Am 22. Juni 1941 um 4 Uhr morgens, überschritten Truppen Nazi-Deutschlands und seiner Verbündeten die Grenzen zur UdSSR. Die Einheiten der Roten Armee wurden von den deutschen Truppen entlang der gesamten Grenze angegriffen. Bombardiert wurden die Städte Riga, Kaunas, Vilnius, Grodno, Lida, Volkovysk, Brest, Kobryn, Slonim, Baranovichi, Bobruisk, Shitomir, Kiew, Sewastopol und viele andere Städte. Der Angriff richtete sich auf Eisenbahnknotenpunkte, Flugplätze, Marinestützpunkte der UdSSR, den Beschuss von Grenzanlagen und Einsatzgebieten der sowjetischen Truppen an der Grenze von der Ostsee bis zu den Karpaten.

Barbarossa

Der Große Vaterländische Krieg begann.

Zu diesem Zeitpunkt wusste niemand, dass dies der blutigste Krieg in der Geschichte der Menschheit sein würde. Und niemand konnte ahnen, dass die Namen von Helden-Städten wie Stalingrad, Leningrad, Kiew, Moskau und Brest und vieler anderer in der Welt bekannt wurden. Sie kündeten vom Mut und der Standhaftigkeit der Streitkräfte, des Opferwillens und des Einsatzes der Bevölkerung.

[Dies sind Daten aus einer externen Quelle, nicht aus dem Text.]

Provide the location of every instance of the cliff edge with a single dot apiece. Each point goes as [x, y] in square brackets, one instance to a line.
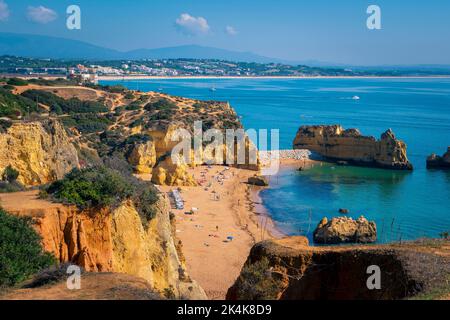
[337, 144]
[40, 151]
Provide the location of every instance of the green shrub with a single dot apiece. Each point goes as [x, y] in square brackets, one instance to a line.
[161, 104]
[21, 254]
[13, 106]
[92, 187]
[10, 187]
[87, 123]
[4, 125]
[51, 275]
[129, 95]
[10, 174]
[144, 202]
[8, 87]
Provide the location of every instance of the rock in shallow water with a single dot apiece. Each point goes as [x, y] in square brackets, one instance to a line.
[345, 230]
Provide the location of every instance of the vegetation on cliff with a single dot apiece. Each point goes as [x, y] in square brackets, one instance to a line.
[8, 181]
[21, 254]
[101, 187]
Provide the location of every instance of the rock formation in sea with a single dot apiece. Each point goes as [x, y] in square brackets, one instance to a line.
[345, 230]
[40, 151]
[289, 269]
[437, 162]
[337, 144]
[257, 180]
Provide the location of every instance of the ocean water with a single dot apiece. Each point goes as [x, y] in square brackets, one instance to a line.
[405, 205]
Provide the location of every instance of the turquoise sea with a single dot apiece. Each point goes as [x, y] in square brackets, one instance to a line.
[405, 205]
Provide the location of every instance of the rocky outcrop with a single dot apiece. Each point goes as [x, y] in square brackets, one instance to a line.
[40, 151]
[258, 181]
[345, 230]
[143, 157]
[438, 162]
[289, 269]
[117, 240]
[337, 144]
[171, 173]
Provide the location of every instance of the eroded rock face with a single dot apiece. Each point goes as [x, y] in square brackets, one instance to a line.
[345, 230]
[435, 161]
[117, 241]
[143, 157]
[301, 272]
[337, 144]
[171, 173]
[40, 151]
[258, 181]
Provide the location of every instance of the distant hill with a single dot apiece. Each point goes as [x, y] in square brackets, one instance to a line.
[198, 52]
[36, 46]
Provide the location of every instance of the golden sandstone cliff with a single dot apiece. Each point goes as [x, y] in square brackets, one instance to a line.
[335, 143]
[435, 161]
[40, 151]
[115, 240]
[290, 269]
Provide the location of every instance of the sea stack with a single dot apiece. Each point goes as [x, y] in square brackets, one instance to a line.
[348, 145]
[437, 162]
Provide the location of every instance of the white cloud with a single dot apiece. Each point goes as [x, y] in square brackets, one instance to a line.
[192, 26]
[230, 31]
[4, 11]
[41, 14]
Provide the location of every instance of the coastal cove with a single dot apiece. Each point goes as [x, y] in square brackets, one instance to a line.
[405, 205]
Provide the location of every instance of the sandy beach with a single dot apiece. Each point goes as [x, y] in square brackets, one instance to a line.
[226, 206]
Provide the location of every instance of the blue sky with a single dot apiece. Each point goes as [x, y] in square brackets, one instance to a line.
[413, 32]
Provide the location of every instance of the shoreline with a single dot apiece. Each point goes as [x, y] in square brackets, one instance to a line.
[144, 77]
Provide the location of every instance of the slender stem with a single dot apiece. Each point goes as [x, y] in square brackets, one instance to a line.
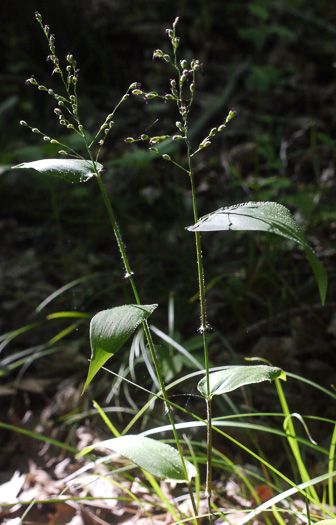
[203, 329]
[129, 275]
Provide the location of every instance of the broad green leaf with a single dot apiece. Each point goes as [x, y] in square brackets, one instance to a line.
[110, 329]
[263, 216]
[72, 170]
[159, 459]
[230, 379]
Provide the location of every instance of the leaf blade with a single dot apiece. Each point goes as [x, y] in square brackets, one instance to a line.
[110, 329]
[230, 379]
[159, 459]
[263, 216]
[71, 170]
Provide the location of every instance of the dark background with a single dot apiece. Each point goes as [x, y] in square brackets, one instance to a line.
[274, 63]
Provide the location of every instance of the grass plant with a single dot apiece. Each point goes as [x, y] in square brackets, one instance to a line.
[181, 459]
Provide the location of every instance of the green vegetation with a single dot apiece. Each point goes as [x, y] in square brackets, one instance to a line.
[164, 354]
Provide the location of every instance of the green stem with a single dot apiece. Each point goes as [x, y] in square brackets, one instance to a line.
[203, 330]
[129, 275]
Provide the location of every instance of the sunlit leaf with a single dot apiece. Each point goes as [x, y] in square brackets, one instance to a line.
[232, 378]
[159, 459]
[72, 170]
[110, 329]
[263, 216]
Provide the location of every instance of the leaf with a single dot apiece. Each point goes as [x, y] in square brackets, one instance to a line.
[72, 170]
[110, 329]
[230, 379]
[263, 216]
[159, 459]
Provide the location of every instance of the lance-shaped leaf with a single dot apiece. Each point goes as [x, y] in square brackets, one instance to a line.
[72, 170]
[232, 378]
[263, 216]
[159, 459]
[110, 329]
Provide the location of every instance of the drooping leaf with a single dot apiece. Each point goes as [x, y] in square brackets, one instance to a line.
[263, 216]
[72, 170]
[110, 329]
[232, 378]
[159, 459]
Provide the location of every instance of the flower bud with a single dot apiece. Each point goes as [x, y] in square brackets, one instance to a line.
[168, 96]
[135, 85]
[176, 42]
[157, 54]
[150, 95]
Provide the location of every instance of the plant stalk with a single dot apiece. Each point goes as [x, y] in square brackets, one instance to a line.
[129, 275]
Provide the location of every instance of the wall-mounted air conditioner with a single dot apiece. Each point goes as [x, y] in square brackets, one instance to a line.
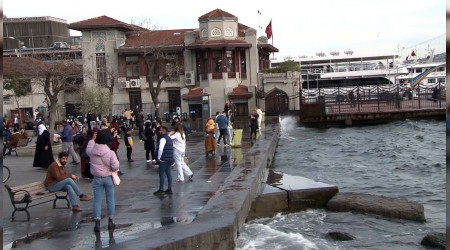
[135, 83]
[124, 84]
[189, 78]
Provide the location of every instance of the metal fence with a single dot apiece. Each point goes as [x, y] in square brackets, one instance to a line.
[118, 109]
[375, 98]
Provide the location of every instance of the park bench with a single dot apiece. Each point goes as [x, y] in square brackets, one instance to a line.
[21, 143]
[22, 196]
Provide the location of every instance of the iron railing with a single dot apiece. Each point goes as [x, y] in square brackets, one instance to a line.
[375, 98]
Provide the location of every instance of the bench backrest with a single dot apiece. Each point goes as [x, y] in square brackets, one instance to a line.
[33, 188]
[22, 142]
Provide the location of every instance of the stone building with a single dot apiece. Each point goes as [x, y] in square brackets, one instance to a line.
[34, 32]
[221, 57]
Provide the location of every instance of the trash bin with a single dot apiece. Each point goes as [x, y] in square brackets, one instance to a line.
[184, 116]
[166, 115]
[237, 138]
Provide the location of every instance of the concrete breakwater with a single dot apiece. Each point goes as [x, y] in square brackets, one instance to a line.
[217, 225]
[287, 193]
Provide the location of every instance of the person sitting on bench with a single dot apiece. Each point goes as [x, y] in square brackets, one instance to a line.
[15, 137]
[58, 179]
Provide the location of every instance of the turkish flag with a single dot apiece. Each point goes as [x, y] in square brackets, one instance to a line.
[269, 30]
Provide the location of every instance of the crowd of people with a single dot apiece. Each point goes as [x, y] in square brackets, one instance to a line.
[95, 148]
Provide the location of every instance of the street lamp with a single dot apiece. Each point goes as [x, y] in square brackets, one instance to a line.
[19, 43]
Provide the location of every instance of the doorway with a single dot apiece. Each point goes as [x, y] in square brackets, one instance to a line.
[135, 99]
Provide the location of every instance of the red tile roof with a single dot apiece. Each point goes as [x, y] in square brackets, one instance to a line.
[103, 22]
[23, 66]
[156, 38]
[216, 13]
[219, 44]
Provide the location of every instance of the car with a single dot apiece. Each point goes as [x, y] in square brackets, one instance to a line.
[60, 45]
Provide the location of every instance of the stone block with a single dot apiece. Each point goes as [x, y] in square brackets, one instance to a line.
[374, 204]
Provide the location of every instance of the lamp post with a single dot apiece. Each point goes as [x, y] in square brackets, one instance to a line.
[19, 43]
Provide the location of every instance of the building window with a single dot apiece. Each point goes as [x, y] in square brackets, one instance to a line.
[228, 32]
[216, 32]
[230, 61]
[217, 61]
[204, 33]
[101, 67]
[132, 66]
[100, 46]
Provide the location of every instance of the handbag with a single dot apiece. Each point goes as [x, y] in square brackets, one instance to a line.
[115, 177]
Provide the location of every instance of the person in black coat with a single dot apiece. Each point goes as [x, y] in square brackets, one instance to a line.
[43, 155]
[149, 142]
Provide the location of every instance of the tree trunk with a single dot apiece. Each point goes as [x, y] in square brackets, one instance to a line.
[19, 116]
[52, 116]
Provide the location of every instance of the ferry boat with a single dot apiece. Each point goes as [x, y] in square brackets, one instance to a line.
[350, 71]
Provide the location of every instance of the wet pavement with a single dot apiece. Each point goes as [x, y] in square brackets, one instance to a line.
[138, 211]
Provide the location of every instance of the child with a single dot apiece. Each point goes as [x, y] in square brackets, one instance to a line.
[129, 144]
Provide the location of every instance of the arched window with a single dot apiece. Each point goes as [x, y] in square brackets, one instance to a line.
[100, 46]
[228, 31]
[204, 33]
[216, 32]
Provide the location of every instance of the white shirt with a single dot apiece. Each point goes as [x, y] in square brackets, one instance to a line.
[162, 143]
[178, 142]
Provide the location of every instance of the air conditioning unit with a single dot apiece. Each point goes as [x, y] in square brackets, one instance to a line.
[189, 78]
[135, 83]
[124, 84]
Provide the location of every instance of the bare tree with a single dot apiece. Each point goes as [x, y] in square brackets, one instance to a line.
[154, 55]
[54, 76]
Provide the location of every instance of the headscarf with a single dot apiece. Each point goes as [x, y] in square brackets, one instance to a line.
[41, 129]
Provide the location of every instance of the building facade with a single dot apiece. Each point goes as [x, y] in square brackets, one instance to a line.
[34, 32]
[221, 57]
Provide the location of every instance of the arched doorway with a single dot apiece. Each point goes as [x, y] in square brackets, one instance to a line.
[277, 102]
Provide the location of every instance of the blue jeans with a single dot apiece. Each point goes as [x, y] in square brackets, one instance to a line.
[164, 167]
[100, 184]
[70, 186]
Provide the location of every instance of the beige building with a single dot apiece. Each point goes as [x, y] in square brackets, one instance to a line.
[221, 57]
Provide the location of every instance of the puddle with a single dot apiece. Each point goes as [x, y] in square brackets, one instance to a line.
[139, 210]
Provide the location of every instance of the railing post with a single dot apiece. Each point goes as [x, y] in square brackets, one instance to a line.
[339, 99]
[378, 96]
[439, 96]
[358, 97]
[418, 93]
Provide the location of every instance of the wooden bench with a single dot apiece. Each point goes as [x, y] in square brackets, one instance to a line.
[21, 143]
[22, 196]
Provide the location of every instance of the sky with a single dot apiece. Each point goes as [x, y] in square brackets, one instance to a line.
[300, 28]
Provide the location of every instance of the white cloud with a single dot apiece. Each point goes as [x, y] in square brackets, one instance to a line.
[300, 27]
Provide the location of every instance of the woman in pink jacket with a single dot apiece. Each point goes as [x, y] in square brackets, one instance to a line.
[103, 162]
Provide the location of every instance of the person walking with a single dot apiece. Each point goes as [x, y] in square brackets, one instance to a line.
[103, 162]
[259, 112]
[43, 155]
[222, 121]
[253, 123]
[58, 179]
[165, 160]
[140, 125]
[179, 143]
[85, 159]
[129, 144]
[149, 143]
[230, 126]
[210, 140]
[67, 141]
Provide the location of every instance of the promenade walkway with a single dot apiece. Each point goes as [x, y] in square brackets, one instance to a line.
[138, 211]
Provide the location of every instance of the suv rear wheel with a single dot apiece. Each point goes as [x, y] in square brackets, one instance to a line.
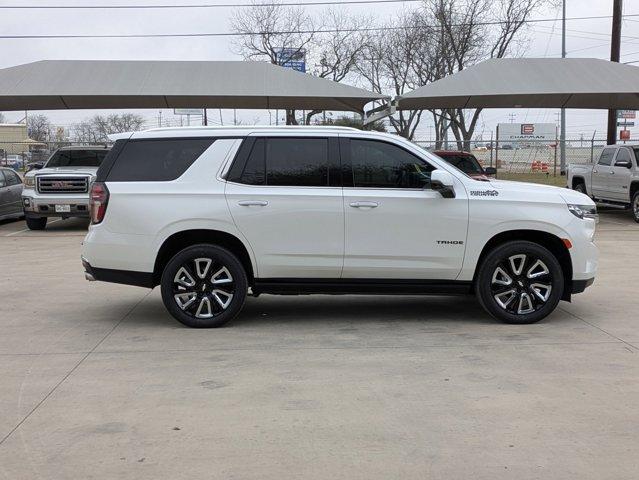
[36, 223]
[204, 286]
[635, 206]
[519, 282]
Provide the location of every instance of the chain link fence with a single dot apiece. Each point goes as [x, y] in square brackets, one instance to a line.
[20, 155]
[528, 157]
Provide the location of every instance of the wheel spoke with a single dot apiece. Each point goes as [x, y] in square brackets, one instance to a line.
[222, 298]
[525, 304]
[505, 298]
[500, 277]
[538, 269]
[517, 263]
[204, 309]
[184, 300]
[222, 276]
[202, 266]
[184, 278]
[541, 291]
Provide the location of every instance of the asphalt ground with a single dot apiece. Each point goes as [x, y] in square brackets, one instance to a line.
[98, 381]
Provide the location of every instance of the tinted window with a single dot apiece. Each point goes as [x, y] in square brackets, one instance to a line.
[466, 163]
[297, 161]
[301, 162]
[254, 172]
[77, 158]
[382, 165]
[623, 155]
[12, 178]
[156, 160]
[606, 156]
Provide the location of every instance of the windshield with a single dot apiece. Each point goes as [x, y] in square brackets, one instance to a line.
[466, 163]
[77, 158]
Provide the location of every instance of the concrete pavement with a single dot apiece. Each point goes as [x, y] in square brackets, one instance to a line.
[98, 381]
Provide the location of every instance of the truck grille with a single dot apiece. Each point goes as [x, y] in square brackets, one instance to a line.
[63, 184]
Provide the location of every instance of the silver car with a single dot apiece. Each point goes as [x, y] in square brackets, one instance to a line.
[10, 194]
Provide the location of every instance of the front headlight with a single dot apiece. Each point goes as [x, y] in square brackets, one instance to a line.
[584, 211]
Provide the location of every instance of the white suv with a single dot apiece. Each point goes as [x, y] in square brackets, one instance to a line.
[214, 214]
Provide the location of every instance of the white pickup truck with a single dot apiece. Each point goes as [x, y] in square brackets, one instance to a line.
[613, 178]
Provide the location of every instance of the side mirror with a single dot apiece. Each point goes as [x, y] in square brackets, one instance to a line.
[623, 163]
[442, 181]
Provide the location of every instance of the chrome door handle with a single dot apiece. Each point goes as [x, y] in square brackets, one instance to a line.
[364, 204]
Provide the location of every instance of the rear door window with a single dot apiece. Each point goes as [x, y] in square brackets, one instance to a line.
[12, 178]
[297, 162]
[157, 160]
[377, 164]
[606, 156]
[623, 155]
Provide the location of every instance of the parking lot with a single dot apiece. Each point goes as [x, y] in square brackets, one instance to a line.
[97, 379]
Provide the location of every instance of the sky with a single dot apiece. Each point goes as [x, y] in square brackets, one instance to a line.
[585, 38]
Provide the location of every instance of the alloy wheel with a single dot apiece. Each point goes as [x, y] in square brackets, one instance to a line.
[521, 284]
[203, 288]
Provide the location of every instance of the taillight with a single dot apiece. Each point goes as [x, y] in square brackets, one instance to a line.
[98, 201]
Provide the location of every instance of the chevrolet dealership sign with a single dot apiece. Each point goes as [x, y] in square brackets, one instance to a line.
[524, 132]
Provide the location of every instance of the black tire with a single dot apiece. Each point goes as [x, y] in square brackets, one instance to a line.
[529, 282]
[581, 188]
[218, 291]
[36, 223]
[634, 206]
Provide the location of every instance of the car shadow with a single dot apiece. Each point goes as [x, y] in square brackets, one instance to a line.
[336, 310]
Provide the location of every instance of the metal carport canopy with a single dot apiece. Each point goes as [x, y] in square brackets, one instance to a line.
[84, 84]
[532, 83]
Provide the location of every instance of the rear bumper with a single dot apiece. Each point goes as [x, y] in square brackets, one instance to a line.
[578, 286]
[126, 277]
[37, 205]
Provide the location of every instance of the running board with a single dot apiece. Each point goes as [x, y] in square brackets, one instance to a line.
[295, 286]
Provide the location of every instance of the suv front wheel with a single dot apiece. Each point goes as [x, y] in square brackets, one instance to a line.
[204, 286]
[519, 282]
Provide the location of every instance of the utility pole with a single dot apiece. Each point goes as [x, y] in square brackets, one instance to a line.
[562, 133]
[615, 50]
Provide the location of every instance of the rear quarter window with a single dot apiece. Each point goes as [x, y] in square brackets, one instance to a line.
[156, 160]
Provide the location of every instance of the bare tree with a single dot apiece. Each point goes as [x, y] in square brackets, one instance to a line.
[397, 59]
[266, 29]
[336, 53]
[39, 127]
[98, 128]
[472, 31]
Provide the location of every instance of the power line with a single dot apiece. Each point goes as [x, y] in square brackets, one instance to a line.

Der Krieg endete nicht in Moskau, sondern er endete in der deutschen Hauptstadt Berlin, von wo er einst ausging. Nichts und niemand ist vergessen!

Gegen das Vergessen

Die Ortsgruppe Suhl der Deutsch-Russischen-Freundschaftsgesellschaft in Thüringen und die Basisgruppe Suhl des TVVdN / BdA führen anlässlich des Jahrestages des Überfalls auf die Sowjetunion am 22. Juni eine Gedenkveranstaltung durch. Sie ist den vielen Zwangsarbeitern, welche in der Rüstungsindustrie von Suhl und Umgebung ausgebeutet und geopfert wurden, gewidmet. Zum Gedenken laden wir alle interessierten Bürger und Freunde am Montag, den 22.Juni 2015 um 16:00 Uhr an der Gedenktafel am Suhler Waffenmuseum und um 17:00 Uhr an der Gedenkstätte, Friedhof Dietzhausen, ein.